Forschungstechniken zur Gesichtsanalyse
Um die Suche zu beschleunigen, wenden sich die ukrainischen Behörden fortschrittlichen Technologien zu. Am 20. Februar postete die Nationalpolizei der Ukraine computererzeugte Bilder von fünf unbekannten Männern, die im Einsatz gefallen waren, in den sozialen Medien.
„Wenn ihr irgendwelche Angehörigen oder Freunde erkennt, die aufgrund des Krieges vermisst werden, oder Informationen zu ihnen habt, kontaktiert uns bitte“, hieß es in der Botschaft.

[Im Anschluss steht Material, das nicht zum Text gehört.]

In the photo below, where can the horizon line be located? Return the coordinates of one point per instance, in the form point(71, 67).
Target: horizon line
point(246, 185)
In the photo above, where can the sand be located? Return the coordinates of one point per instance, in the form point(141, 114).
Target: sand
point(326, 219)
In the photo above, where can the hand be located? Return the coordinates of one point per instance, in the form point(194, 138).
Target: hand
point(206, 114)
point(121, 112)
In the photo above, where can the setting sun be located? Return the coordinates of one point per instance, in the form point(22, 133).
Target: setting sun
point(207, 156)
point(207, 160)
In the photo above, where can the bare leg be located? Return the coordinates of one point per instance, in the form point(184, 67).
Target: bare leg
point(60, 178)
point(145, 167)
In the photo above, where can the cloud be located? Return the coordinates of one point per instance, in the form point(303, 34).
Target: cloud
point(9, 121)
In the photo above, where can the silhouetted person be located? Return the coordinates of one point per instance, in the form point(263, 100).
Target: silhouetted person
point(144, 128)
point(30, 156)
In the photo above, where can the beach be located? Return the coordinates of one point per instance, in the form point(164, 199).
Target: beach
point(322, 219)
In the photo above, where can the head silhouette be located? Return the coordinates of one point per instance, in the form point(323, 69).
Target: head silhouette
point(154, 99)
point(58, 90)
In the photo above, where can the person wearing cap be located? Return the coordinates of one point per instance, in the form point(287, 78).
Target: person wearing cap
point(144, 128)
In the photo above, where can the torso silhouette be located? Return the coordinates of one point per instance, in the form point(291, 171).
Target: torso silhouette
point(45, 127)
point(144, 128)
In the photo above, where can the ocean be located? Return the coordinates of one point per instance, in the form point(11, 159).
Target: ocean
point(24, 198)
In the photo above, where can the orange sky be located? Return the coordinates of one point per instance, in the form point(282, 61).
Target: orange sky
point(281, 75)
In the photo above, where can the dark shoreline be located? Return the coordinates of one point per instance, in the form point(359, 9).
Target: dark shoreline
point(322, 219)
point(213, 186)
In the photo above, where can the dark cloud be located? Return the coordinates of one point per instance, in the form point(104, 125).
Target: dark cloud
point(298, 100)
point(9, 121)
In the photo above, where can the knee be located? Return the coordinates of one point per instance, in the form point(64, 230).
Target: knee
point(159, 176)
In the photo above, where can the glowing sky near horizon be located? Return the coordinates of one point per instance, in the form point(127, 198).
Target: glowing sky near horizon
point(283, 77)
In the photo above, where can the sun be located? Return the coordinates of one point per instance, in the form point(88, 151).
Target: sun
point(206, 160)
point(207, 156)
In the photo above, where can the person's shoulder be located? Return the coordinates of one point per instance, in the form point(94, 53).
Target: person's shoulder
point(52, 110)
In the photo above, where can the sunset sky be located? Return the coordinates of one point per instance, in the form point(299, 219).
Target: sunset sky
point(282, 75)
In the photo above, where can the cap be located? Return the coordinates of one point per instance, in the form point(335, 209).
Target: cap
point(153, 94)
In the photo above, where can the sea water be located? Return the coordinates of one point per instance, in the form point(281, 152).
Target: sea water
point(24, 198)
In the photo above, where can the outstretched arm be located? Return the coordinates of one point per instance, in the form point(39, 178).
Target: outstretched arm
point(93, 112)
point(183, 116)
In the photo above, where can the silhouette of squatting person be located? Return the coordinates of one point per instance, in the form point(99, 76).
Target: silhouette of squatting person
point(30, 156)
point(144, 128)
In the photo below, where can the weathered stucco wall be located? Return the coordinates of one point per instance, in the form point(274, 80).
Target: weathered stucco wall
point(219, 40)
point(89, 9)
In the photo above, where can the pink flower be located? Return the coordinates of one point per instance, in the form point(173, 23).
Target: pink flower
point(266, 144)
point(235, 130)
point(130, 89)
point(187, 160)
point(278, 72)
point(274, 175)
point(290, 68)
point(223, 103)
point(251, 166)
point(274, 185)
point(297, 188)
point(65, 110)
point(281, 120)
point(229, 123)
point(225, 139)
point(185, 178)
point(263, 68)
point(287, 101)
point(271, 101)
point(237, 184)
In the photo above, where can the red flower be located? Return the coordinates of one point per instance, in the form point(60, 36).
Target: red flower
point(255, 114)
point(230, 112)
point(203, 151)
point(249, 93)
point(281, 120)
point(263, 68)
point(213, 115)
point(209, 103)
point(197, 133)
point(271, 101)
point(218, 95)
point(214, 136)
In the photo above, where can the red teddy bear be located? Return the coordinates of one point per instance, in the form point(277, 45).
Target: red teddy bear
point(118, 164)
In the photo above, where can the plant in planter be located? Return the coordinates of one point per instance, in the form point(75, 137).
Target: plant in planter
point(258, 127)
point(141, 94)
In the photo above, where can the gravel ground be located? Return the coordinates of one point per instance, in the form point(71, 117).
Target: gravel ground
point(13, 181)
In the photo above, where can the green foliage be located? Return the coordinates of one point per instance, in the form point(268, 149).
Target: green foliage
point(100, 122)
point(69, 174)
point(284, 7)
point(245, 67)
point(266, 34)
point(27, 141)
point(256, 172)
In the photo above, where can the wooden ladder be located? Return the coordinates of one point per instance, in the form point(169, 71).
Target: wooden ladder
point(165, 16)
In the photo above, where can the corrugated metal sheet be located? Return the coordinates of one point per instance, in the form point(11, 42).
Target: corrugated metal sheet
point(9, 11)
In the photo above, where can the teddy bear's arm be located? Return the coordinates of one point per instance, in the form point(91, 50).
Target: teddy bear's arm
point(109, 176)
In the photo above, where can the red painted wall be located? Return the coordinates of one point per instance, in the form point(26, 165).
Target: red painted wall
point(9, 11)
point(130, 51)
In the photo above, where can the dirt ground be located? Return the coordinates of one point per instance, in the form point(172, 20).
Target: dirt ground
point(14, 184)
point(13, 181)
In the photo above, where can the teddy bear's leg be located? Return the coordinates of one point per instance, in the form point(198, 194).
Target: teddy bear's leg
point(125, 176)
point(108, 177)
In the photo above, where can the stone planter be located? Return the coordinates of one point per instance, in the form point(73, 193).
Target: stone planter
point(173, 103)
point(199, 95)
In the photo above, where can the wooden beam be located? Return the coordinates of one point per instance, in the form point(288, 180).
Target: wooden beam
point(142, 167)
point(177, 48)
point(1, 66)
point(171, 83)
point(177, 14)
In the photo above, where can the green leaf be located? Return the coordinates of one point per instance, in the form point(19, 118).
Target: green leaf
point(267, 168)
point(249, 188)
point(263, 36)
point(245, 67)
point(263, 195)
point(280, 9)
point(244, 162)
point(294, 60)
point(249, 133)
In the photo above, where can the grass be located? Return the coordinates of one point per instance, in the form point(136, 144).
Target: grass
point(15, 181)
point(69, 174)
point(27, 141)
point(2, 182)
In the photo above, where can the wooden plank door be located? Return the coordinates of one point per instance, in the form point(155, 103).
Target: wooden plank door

Dies war das erste Mal, dass Ukrainern 3D-Rekonstruktionstechniken für diesen Zweck eingesetzt wurden. „Wir testen die Technologie zur Wiederherstellung der Gesichtsmerkmale nicht identifizierbarer Körper basierend auf der Form des Schädels und verfügbaren genomischen Informationen“, sagte Khrystyna Podyriako, Leiterin der Abteilung zur Untersuchung von Kriegsverbrechen der Nationalpolizei.
Unterstützung von Familien und Angehörigen
Im Rahmen der Unterstützung durch die Regierung bilden die Ukraine und ihre Bürger sogenannte „Familienarmee“, die in russischen Fernsehsendern, sozialen Medien und Nachrichtenvideos nach Anzeichen von Vermissten suchen. Auch Familien führen oft eigene Ermittlungen durch. Ocheretnaya erhielt von mindestens drei verschiedenen Personen Informationen, dass ihr Sohn, der Sanitäter, in Russland in Gefangenschaft gesehen wurde.
„Alles stimmt mit dem überein, was die Augenzeugen berichten. Sie erkannten ihn auf seinem Foto, beschrieben seinen Rufnamen und wo er ein Tattoo hatte. Ein Mann sagte, Nazar hätte ihm zwei Wochen lang Verbände gegeben, nachdem die Russen ein Tattoo mit einem ukrainischen Emblem auf seinem Körper verbrannt hatten“, erzählte Ocheretnaya.
Besonders die Hoffnung auf eine Rückkehr bleibt derzeit der zentrale Punkt für viele betroffene Familien. Ukrainischer Präsident Wolodymyr Selenskyj hat wiederholt gesagt, dass die Ukraine bereit ist zu einem „All-for-All“-Austausch. Das vollständige Freilassen aller ukrainischen Gefangenen durch Russland wäre ein großer Schritt in Richtung Frieden.
„Ich bitte Gott inständig, mir meinen Sohn zurückzubringen. Ich brauche nichts anderes. Nur ihn zurück“, sagte sie.